Boys at the Greenwood School study the Gettysburg Address. (Photo: Lindsay Taylor Jackson/Florentine Films)

Boys at the Greenwood School study the Gettysburg Address. (Photo: Lindsay Taylor Jackson/Florentine Films)

So far the video submissions, available here, include Presidents Obama, Clinton, Carter and both Bushes; House Minority Leader Nancy Pelosi; several senators such as Jay Rockefeller (D-W.Va.); CNN’s Wolf Blitzer; businessman Warren Buffet; comedians Stephen Colbert and Whoopi Goldberg; PBS NewsHour‘s Gwen Ifill; NPR’s Nina Totenberg; director Steven Spielberg and many others.

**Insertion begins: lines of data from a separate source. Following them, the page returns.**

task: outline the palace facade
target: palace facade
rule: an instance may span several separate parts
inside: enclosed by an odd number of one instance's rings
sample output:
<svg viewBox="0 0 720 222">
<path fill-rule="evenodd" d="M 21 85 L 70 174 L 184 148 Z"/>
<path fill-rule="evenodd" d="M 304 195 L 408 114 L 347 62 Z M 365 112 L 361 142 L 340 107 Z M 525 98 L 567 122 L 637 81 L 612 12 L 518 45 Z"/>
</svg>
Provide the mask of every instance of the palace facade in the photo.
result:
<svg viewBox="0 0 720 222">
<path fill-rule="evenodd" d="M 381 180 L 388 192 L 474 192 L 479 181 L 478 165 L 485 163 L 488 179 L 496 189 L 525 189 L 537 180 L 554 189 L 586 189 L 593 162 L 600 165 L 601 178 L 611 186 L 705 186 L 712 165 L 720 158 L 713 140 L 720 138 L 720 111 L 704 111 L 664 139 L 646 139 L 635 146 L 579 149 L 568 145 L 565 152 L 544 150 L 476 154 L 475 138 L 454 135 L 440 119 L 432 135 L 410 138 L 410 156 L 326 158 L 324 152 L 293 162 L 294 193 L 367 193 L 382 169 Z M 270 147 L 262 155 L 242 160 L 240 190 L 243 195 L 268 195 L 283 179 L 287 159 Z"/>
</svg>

The campaign is inspired by Greenwood School in Putney, Vt., the subject of Burns’s film. Each year, the students — boys ages 11-17, all facing a range of learning difficulties — are encouraged to memorize, practice and recite the Gettysburg Address, which Lincoln delivered at a cemetery dedication nearly five months after the Union armies emerged victorious from the Battle of Gettysburg.

“In his address, President Lincoln said, ‘The world will little note, nor long remember what we say here,’ and yet 150 years later, the students of the Greenwood School are using his momentous words to overcome adversity,” Burns said in today’s announcement. “We want to tell this story to inspire everyone across the nation, especially school children, to learn the rich history of American freedom and sacrifice embedded in one of the most important declarations ever made.”